SLO, SLI, and Error Budget: Operating Service Reliability

Mert TosunDevOps

Reliability gets ambiguous when teams use different definitions of "healthy." SRE resolves this by turning reliability into measurable agreements: SLIs to observe behavior, SLOs to define targets, and error budgets to guide delivery speed versus stability.

Core definitions

  • SLI: what you measure (for example success rate or latency)
  • SLO: target level over a time window
  • SLA: customer-facing contractual commitment

Example:

  • SLI: successful request ratio
  • SLO: 99.9% over 30 days

Error budget in practice

30-day window = 43,200 minutes
SLO 99.9% => error budget 0.1%
Allowed user-impact downtime = 43.2 minutes/month

If your burn rate is too high, feature rollout should slow down until reliability returns to safe levels.

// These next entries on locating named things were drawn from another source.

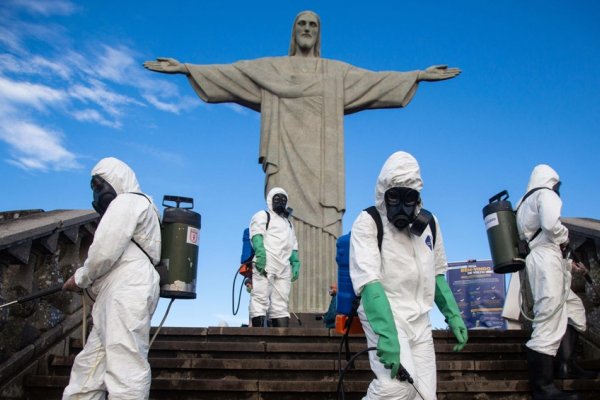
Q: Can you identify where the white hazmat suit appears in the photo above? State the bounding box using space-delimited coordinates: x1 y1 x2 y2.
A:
517 164 586 356
249 188 298 319
63 158 161 400
350 152 448 400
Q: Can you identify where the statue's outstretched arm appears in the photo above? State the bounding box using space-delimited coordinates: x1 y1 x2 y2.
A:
417 65 461 82
144 57 189 75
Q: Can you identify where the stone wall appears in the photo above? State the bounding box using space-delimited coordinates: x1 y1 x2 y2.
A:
0 210 98 399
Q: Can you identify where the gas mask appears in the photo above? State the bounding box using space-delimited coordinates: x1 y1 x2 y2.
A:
384 187 433 236
271 193 287 215
552 181 562 197
91 175 117 215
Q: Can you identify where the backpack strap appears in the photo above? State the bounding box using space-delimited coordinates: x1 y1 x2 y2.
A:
429 217 437 247
515 186 552 244
127 192 160 266
364 206 383 251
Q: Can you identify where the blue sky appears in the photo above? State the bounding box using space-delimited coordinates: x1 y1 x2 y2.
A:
0 0 600 326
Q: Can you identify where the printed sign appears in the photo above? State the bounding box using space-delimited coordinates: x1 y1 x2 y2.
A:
187 226 200 246
446 260 506 329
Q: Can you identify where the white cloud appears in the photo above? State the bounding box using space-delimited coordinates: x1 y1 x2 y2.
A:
127 142 185 166
69 79 143 117
0 76 67 110
0 118 81 171
0 54 71 80
71 108 121 129
5 0 76 16
96 45 141 83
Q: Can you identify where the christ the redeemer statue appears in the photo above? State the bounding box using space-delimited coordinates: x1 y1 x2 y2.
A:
144 11 460 313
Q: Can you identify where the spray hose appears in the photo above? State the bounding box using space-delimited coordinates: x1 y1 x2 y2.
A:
231 264 246 315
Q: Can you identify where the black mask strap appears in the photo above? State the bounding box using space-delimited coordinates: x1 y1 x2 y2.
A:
90 175 117 215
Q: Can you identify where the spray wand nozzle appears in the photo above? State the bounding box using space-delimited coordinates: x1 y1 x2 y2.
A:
396 364 415 385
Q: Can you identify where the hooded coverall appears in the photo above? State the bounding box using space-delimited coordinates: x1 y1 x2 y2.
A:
517 164 586 356
350 152 448 400
249 188 298 319
63 158 161 400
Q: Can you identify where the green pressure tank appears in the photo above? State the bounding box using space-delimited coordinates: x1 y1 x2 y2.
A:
483 190 525 274
157 195 200 299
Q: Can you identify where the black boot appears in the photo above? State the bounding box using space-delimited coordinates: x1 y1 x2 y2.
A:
252 315 266 328
271 317 290 328
555 325 598 379
527 348 579 400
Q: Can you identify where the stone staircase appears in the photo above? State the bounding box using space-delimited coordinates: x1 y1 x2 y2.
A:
24 327 600 400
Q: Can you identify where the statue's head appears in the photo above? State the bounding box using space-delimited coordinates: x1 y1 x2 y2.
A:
289 11 321 57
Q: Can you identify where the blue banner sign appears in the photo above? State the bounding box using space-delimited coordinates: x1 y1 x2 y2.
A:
446 260 506 329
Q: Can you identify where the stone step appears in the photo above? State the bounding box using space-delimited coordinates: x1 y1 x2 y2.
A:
26 376 600 400
26 328 600 400
150 327 531 343
71 339 525 360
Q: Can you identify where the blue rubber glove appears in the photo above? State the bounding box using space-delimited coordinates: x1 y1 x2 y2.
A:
435 275 469 351
252 235 267 275
290 250 300 282
361 281 400 378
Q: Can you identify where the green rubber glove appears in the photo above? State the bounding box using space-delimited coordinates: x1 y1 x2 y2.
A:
435 275 469 351
361 281 400 378
290 250 300 282
252 235 267 275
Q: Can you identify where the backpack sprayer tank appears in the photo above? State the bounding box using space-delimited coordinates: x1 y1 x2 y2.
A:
159 195 200 299
483 190 525 274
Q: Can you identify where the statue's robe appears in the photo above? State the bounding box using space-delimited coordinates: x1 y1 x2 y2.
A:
186 57 418 312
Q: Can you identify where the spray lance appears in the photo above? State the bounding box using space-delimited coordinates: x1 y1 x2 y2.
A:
337 347 425 400
0 285 63 309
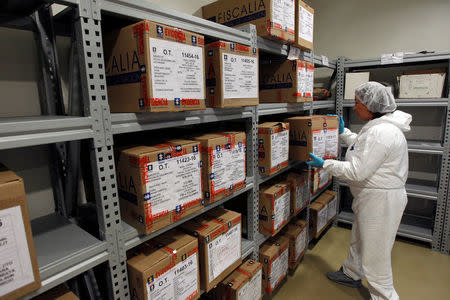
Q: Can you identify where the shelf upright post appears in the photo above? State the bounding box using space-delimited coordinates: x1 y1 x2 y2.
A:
74 1 131 299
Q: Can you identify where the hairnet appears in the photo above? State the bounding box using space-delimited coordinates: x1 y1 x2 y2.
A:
355 81 397 114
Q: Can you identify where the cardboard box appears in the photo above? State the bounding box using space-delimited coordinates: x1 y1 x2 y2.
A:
311 168 333 194
344 72 370 100
127 230 200 299
258 122 289 175
259 181 291 236
259 235 289 296
219 259 262 300
194 131 246 202
283 219 308 270
104 21 205 112
116 140 203 234
295 0 314 51
259 60 314 103
0 164 41 300
202 0 295 43
205 41 259 108
287 172 309 216
398 73 445 98
182 207 242 292
33 285 80 300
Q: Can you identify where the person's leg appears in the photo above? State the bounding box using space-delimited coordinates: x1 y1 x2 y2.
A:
355 190 407 300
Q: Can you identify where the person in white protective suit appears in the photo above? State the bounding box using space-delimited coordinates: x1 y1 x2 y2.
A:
307 82 412 300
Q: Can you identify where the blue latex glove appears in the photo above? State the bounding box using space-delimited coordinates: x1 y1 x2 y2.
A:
306 153 325 168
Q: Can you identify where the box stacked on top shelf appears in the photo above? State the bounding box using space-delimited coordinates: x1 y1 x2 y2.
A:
194 131 246 202
259 59 314 103
116 140 202 234
258 122 289 175
104 21 205 112
205 41 259 108
181 208 242 292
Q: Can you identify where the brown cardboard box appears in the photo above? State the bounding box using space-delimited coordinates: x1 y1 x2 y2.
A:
283 219 308 270
182 207 242 292
33 285 80 300
194 131 246 202
258 122 289 175
219 259 262 300
202 0 295 43
284 115 326 161
259 60 314 103
259 182 291 236
0 164 41 300
127 230 200 299
295 0 314 51
205 41 259 108
116 140 202 234
259 235 289 296
311 168 333 194
287 172 309 216
104 21 205 112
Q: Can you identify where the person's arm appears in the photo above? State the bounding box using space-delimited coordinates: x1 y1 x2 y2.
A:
323 127 392 182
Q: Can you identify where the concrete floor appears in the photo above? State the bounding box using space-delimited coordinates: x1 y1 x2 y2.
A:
272 227 450 300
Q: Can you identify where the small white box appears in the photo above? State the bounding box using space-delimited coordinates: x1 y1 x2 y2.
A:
398 73 445 98
344 72 370 100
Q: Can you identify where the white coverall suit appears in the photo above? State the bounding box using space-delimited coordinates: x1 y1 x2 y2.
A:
324 111 411 300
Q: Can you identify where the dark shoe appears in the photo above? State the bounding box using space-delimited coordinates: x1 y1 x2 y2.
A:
327 267 362 288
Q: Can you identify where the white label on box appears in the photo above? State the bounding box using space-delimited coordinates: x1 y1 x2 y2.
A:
208 223 241 282
325 128 339 158
238 270 262 300
212 145 245 191
295 228 306 261
0 206 34 296
145 152 202 215
149 38 205 100
327 197 337 221
270 130 289 168
147 253 198 300
273 190 291 230
222 53 258 99
317 205 328 232
298 6 314 43
270 248 289 290
283 0 295 32
272 0 284 29
312 129 325 158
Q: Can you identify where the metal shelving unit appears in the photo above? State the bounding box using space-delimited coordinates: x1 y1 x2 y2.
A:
334 52 450 254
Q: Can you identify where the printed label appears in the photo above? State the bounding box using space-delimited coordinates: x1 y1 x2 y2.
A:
150 38 205 100
317 205 328 232
273 191 291 231
147 253 198 300
325 128 339 158
208 223 241 282
238 270 262 300
212 145 245 191
327 197 337 221
0 206 34 295
312 129 325 158
222 53 258 99
295 228 306 261
270 248 289 290
270 130 289 168
298 6 314 43
146 152 202 215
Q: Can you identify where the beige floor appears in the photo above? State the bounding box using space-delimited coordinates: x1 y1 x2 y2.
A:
273 227 450 300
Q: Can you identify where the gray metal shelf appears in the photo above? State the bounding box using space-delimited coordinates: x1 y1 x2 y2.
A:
0 116 94 150
337 211 433 243
122 182 253 250
23 213 109 299
111 106 253 134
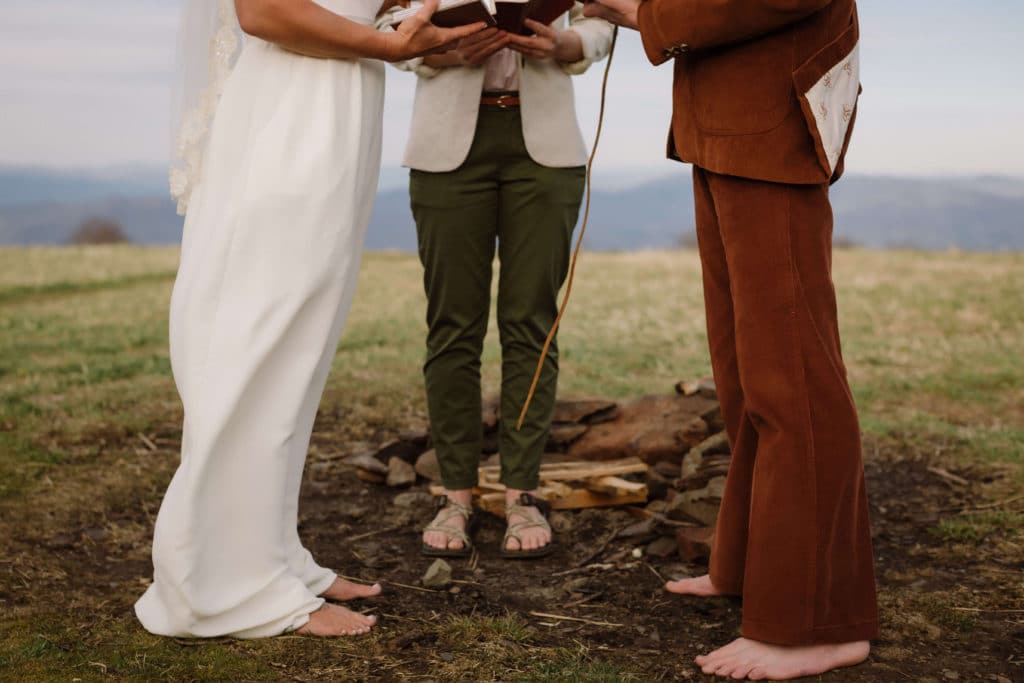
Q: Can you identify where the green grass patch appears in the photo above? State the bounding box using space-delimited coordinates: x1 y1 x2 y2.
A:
932 510 1024 545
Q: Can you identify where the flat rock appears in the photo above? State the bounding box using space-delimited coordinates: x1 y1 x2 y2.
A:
421 559 452 589
552 399 618 425
665 477 725 526
387 456 416 488
414 449 441 481
482 396 502 433
568 395 718 464
548 424 590 450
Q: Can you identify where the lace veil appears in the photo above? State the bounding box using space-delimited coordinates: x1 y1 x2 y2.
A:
170 0 243 215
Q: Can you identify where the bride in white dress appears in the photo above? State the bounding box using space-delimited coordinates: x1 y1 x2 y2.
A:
135 0 480 638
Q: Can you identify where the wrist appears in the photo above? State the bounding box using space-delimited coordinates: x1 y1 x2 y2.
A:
552 29 584 63
367 31 402 61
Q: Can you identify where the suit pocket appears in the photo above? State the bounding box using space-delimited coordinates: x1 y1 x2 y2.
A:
793 16 861 176
686 31 794 135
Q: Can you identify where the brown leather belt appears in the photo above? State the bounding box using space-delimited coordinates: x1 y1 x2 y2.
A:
480 92 519 110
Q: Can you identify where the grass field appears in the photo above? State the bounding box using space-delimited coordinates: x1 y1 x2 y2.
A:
0 247 1024 681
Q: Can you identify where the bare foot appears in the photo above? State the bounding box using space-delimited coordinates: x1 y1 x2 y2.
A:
665 574 725 598
423 488 473 550
321 579 381 602
505 488 551 552
295 603 377 638
696 638 871 681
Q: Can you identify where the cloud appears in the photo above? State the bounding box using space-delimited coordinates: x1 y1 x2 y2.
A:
0 0 1024 173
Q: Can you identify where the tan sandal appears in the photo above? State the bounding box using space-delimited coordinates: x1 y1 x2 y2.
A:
420 496 476 558
502 494 555 560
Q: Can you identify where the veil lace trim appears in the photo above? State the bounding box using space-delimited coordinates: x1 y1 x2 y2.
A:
170 0 242 216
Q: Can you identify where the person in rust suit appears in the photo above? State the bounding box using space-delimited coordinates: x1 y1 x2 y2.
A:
586 0 878 679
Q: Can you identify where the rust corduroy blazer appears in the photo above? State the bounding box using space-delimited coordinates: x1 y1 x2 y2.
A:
639 0 860 184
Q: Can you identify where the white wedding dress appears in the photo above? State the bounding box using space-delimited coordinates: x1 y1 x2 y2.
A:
135 0 384 638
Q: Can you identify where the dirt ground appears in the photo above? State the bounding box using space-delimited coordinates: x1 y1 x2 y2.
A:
0 415 1024 683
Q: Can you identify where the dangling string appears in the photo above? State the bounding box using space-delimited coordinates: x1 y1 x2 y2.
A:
515 27 618 431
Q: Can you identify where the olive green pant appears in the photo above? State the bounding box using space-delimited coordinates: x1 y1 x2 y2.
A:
410 106 585 490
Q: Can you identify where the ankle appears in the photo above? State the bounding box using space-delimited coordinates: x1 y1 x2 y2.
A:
444 488 473 505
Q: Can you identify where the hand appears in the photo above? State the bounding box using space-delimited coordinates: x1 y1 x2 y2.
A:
509 19 583 63
383 0 486 61
455 29 511 67
583 0 640 30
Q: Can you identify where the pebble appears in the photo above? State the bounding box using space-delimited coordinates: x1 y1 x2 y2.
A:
422 559 452 589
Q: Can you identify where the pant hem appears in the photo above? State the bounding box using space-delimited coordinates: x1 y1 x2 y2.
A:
500 477 541 490
741 618 879 646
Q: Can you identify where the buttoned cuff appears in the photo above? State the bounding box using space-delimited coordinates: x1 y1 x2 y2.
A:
637 0 689 67
558 27 600 76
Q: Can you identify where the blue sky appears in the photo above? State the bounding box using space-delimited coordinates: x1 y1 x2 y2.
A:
0 0 1024 175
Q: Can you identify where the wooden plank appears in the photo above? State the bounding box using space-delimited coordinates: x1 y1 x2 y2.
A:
550 488 647 510
583 476 647 496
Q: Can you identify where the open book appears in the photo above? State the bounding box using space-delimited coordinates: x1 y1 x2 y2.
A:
390 0 575 36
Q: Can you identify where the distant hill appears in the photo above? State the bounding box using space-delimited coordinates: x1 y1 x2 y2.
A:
0 167 1024 251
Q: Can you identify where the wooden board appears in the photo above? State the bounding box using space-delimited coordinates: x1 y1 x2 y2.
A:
479 458 647 481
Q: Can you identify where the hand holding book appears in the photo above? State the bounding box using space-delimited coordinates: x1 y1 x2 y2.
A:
509 18 583 63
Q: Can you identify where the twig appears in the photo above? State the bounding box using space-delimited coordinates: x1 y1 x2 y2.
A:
529 612 623 628
928 467 971 486
345 524 408 543
384 581 443 593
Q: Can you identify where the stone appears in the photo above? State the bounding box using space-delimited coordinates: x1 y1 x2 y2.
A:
415 449 441 481
391 490 434 509
647 536 678 558
374 438 423 463
665 477 725 526
341 453 387 476
676 526 715 562
387 456 416 488
676 418 709 446
615 517 657 539
548 424 590 451
647 468 672 500
552 399 618 425
420 559 452 590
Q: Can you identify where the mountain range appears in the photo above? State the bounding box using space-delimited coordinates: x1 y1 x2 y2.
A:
0 166 1024 251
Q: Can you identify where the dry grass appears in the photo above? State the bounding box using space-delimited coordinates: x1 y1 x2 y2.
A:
0 247 1024 681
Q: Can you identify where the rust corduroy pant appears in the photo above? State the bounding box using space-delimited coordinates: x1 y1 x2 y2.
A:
693 168 878 645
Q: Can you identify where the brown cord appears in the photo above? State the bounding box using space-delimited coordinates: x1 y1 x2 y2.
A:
515 27 618 431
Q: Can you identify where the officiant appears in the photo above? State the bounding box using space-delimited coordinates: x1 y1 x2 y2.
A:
382 2 612 558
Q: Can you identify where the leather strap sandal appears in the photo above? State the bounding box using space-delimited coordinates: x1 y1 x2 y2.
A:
502 494 555 560
420 496 476 559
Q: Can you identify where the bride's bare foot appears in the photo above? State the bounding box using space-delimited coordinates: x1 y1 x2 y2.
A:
321 578 381 602
665 574 725 598
696 638 871 681
296 603 377 638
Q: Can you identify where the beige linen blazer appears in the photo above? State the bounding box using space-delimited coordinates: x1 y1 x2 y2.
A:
382 2 612 173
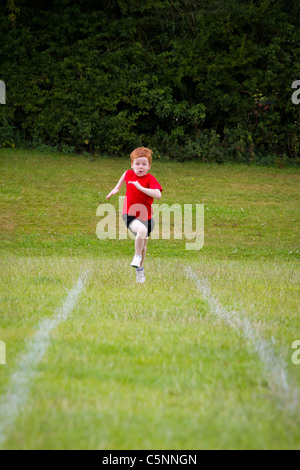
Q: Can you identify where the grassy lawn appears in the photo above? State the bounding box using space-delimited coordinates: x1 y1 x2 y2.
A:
0 149 300 450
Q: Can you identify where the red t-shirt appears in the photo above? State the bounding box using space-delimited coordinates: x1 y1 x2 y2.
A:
122 170 163 222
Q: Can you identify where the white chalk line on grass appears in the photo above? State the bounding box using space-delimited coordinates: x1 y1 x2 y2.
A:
184 266 299 411
0 269 90 448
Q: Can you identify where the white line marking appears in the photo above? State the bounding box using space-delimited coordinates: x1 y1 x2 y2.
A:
0 270 89 448
184 266 299 411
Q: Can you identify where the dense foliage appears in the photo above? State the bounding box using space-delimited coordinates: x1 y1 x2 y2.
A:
0 0 300 164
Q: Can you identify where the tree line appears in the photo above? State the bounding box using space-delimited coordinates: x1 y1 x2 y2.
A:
0 0 300 165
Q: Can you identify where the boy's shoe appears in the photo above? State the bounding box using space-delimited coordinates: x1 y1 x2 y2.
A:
130 255 142 268
136 270 146 284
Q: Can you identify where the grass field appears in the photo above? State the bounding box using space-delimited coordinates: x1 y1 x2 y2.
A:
0 149 300 450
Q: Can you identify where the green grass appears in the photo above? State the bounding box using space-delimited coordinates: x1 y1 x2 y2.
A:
0 150 300 450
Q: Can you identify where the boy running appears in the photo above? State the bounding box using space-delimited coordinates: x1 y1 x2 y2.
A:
106 147 163 283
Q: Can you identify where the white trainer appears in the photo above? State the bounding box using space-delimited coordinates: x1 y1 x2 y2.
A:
130 255 142 268
136 270 146 284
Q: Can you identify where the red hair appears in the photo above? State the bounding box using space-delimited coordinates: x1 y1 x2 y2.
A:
130 147 153 166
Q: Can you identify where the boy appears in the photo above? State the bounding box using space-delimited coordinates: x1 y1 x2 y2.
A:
106 147 163 283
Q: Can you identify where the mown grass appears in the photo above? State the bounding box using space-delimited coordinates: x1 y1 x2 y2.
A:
0 150 300 449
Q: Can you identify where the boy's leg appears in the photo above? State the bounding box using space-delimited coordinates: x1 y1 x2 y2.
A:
141 238 149 267
130 219 147 256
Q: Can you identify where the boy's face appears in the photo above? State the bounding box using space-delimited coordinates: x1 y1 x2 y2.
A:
131 157 151 176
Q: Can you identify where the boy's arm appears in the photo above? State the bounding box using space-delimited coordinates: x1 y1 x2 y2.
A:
106 171 126 199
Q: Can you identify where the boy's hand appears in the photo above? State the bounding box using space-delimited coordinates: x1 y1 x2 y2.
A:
106 188 119 199
128 181 143 189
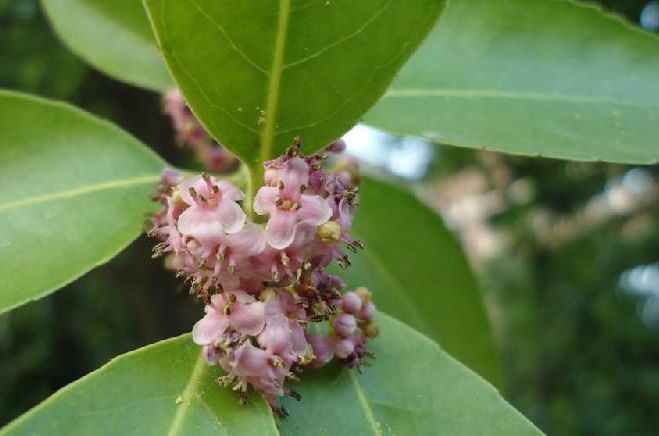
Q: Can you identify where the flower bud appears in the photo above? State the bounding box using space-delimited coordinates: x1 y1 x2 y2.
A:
358 301 377 321
341 292 362 314
332 313 357 338
316 221 341 244
334 339 355 359
362 321 380 338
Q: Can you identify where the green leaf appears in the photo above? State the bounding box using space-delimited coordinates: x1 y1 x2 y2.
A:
335 178 501 386
366 0 659 163
281 314 541 436
0 92 164 312
0 335 278 436
41 0 174 91
0 314 540 436
145 0 444 167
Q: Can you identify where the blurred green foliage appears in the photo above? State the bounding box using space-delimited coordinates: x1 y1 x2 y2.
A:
0 0 659 435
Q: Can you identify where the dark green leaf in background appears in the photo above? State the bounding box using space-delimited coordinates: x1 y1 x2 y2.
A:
41 0 174 91
0 92 165 312
366 0 659 163
336 178 501 385
145 0 444 167
0 314 540 436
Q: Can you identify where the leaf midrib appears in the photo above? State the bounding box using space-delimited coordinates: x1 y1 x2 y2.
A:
260 0 291 162
348 370 382 436
0 174 160 213
167 352 211 436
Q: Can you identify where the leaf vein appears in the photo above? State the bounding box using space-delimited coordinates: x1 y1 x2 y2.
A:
349 371 382 436
0 174 160 213
167 353 206 436
182 0 269 76
283 0 393 69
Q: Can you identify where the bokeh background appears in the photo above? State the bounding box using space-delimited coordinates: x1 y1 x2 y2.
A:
0 0 659 435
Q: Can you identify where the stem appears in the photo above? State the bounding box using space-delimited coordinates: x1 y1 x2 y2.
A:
243 164 264 223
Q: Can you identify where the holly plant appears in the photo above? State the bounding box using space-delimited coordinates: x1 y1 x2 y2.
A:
0 0 659 435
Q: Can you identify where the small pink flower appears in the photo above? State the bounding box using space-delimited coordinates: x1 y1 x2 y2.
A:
192 291 265 345
254 157 332 250
332 313 357 338
341 292 362 314
178 176 246 241
307 333 334 367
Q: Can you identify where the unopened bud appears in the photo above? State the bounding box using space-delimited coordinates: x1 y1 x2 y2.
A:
355 286 371 304
362 321 380 338
316 220 341 244
334 339 355 359
332 313 357 338
341 292 362 314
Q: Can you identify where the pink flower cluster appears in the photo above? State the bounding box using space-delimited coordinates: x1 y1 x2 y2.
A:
150 142 378 413
163 89 238 172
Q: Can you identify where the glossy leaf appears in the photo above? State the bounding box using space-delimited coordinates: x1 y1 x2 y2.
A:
41 0 174 91
0 335 278 436
366 0 659 163
339 178 501 385
0 314 540 436
0 92 164 312
281 314 541 436
145 0 444 167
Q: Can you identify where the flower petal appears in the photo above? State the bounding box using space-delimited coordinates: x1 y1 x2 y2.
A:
229 301 265 336
265 210 297 250
233 342 268 377
178 206 224 241
217 199 247 233
192 311 229 345
297 194 332 226
254 186 279 215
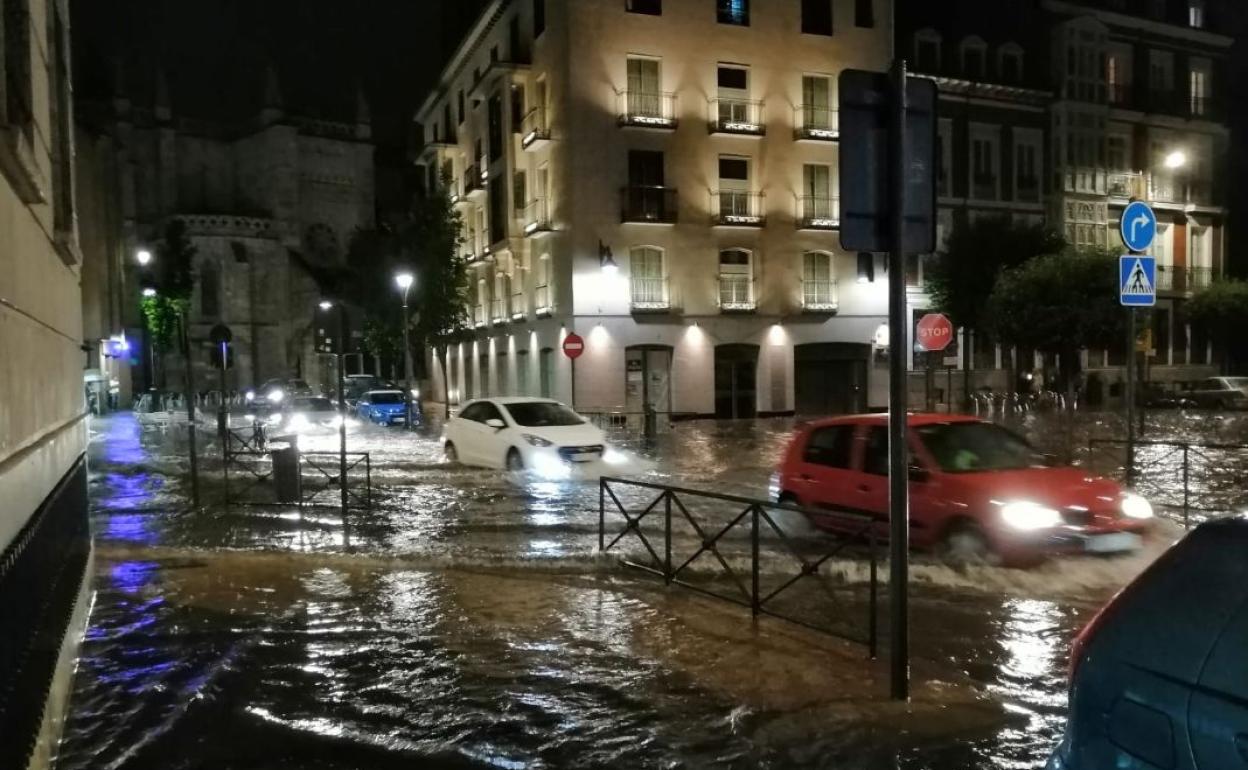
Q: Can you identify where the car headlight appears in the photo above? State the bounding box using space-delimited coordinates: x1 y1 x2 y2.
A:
1122 492 1153 519
1001 500 1062 532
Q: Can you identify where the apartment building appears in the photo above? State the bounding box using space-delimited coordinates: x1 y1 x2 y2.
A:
417 0 891 418
0 0 91 769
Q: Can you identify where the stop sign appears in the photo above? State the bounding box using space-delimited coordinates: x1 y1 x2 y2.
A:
563 332 585 361
915 313 953 353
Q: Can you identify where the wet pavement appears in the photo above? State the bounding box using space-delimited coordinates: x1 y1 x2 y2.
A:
60 404 1244 770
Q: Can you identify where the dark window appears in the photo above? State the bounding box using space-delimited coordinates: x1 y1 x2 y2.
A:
801 0 832 35
719 157 750 182
854 0 875 26
489 176 507 243
624 0 663 16
715 0 750 26
628 150 663 187
801 426 854 468
862 426 889 475
719 67 750 91
489 94 503 161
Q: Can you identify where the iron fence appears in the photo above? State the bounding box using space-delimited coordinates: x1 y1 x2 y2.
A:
598 477 879 658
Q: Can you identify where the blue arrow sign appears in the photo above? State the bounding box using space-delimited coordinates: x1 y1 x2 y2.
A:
1121 201 1157 252
1118 255 1157 307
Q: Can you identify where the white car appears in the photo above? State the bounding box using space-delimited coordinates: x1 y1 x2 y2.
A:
443 397 607 474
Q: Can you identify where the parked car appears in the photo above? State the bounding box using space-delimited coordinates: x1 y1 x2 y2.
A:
356 391 416 426
773 414 1153 565
443 397 607 473
1183 377 1248 409
1048 518 1248 770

Choose user-centric indicators

Good indicators:

  • API success ratio
  • p95 latency on critical endpoints
  • checkout completion rate

Weak indicators:

  • average CPU only
  • pod count without user impact

Metrics should represent actual user experience, not only infrastructure internals.

Alerting model

Use multi-window, multi-burn-rate alerts:

Short window + high burn rate -> page now
Long window + medium burn rate -> warning

This catches fast incidents early while reducing noisy alerts.

Process integration

Reliability policy should be explicit:

  1. Budget healthy -> normal release speed.
  2. Budget draining fast -> smaller rollout steps.
  3. Budget exhausted -> prioritize reliability work.

Conclusion

SLO/SLI discipline gives teams a shared language for reliability and removes guesswork from release decisions. Error budgets are not just reporting numbers; they are operational guardrails that help teams move fast without losing production stability.